Aside from posting occasional photos of what I love to eat on instagram (how clichéd of me!), you may have noticed that I never talk about what I consider to be moral choices around food. This is deliberate, and this is a rare and unusual share/post for me, but I also have to admit that I find the (much-lampooned) obsession vegans have with drawing attention to their cause understandable; it truly IS difficult not to want to draw attention to the reality of our food industry when you have decided to become aware (and it is absolutely a choice to become aware!) that many of its practices are very far from acceptable, shouldn’t be happening, and are spiritually, emotionally and in all other ways degenerative.
It is hard not to want to spread the facts, not to shout them from the rooftops; but it is confronting to feel judged for your choices and for shying away from the responsibility that comes with the impact that each of us have as individuals on a food industry which is rife with direct and countable victims, who are subjected to pain and suffering and mistreatment at unspeakable levels, needlessly. It isn’t personal choice anymore when there are victims involved. It’s a reality which any of us can choose at any moment to have no part in.
For a very long time I was vegetarian and saw nothing wrong with eating eggs. I remember reading something a life-long vegetarian had written online about how she’d ‘thought’, for years, that she was a vegetarian, whereas she now ‘knew’ she hadn’t truly been vegetarian until she’d stopped eating dairy and eggs. I found this incredibly irritating – what audacity! How patronising! – but it obviously struck a nerve because her words stuck in my mind, where it spun around, gathering momentum and growing in urgency as a call for change (spurred on by a bit of education that I put myself through, deciding to properly engage in those horror-inducing videos, such as the one I’m sharing here, rather than deciding that those who preach about this stuff are simply ‘a bit extreme’ or ‘a bit weird’ or over-sensitive).

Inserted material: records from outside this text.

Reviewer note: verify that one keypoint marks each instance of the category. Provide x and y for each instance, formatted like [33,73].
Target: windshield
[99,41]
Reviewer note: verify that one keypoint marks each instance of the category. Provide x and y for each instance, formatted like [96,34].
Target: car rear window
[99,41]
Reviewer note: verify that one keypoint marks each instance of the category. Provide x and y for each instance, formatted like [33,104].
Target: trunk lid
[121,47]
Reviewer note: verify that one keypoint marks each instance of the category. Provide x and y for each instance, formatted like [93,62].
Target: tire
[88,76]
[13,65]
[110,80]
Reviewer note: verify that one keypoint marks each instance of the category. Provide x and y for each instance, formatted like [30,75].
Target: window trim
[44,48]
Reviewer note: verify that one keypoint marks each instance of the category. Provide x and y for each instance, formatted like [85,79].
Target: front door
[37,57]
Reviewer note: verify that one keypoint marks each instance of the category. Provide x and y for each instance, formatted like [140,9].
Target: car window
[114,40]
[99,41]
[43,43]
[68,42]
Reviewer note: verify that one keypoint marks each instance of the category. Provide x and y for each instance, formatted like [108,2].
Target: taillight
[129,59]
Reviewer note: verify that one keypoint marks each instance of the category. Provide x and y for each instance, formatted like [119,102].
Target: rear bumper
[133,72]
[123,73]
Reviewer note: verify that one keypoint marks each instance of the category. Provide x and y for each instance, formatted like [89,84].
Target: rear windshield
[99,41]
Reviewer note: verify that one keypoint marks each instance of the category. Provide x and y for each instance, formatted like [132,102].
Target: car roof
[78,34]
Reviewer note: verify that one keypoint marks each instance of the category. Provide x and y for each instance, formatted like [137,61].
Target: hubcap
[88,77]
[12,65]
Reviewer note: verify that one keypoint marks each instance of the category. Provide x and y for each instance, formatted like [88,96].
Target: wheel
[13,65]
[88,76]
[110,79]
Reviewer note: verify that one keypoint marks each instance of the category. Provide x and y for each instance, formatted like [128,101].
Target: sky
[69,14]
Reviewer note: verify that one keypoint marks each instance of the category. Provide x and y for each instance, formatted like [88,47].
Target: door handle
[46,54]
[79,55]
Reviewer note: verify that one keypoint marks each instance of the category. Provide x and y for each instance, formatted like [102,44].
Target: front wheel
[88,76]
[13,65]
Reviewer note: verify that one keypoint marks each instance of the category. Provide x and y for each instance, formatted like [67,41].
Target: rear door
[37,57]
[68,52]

After learning a lot about our current practices around food production, and about our relationship with animals in general, I found myself actually aligning with her sentiment.
I’m quite a strong-minded person (despite many other failings), and have high standards for myself; I find it very hard to un-see something once I’ve seen it; once I know the reality of a situation which had for so long seemed innocent and harmless, I feel it isn’t OK or possible to go back. I don’t feel it’s OK to behave in ways which I know necessitate cruelty at a fundamental level; disassociating from the reality of what is in the food you buy is not really acceptable anymore; my own taste or convenience really isn’t worth all that (and I have quickly learned that a diet without animal flesh or their secretions is actually very often MORE creative and varied than it may have been previously, because it forces you to think about what you’re eating; that it quickly becomes convenient enough, and your taste-buds change so quickly that you don’t actually want what you previously wanted; the human body’s clever like that).
But it takes different things and different moments for different people, and not everyone will agree. And I’m far from perfect; I make lots of mistakes – but the point is that I try to make fewer mistakes than I used to… Anyway… I stand strongly by the idea that every choice you make that involves money is important; every time you spend money you are voting for a particular kind of world. Money spent supporting an industry which throws unwanted male chicks in plastic bags to die, or into a grinder while they are still alive, while their sisters pop out unfertilised eggs (AKA have their period) for humans to chomp on, over and over again, isn’t a great use of your money. (And unfortunately this isn’t something you can avoid by well-intentioned consumer choice; the male chicks get ground up alive/suffocated as part of the commercial process even if you are buying eggs which advertise themselves as ‘happy’ and ecstatically ‘free’.) Go and buy some art instead and eat something nicer. 🙂 Over and out.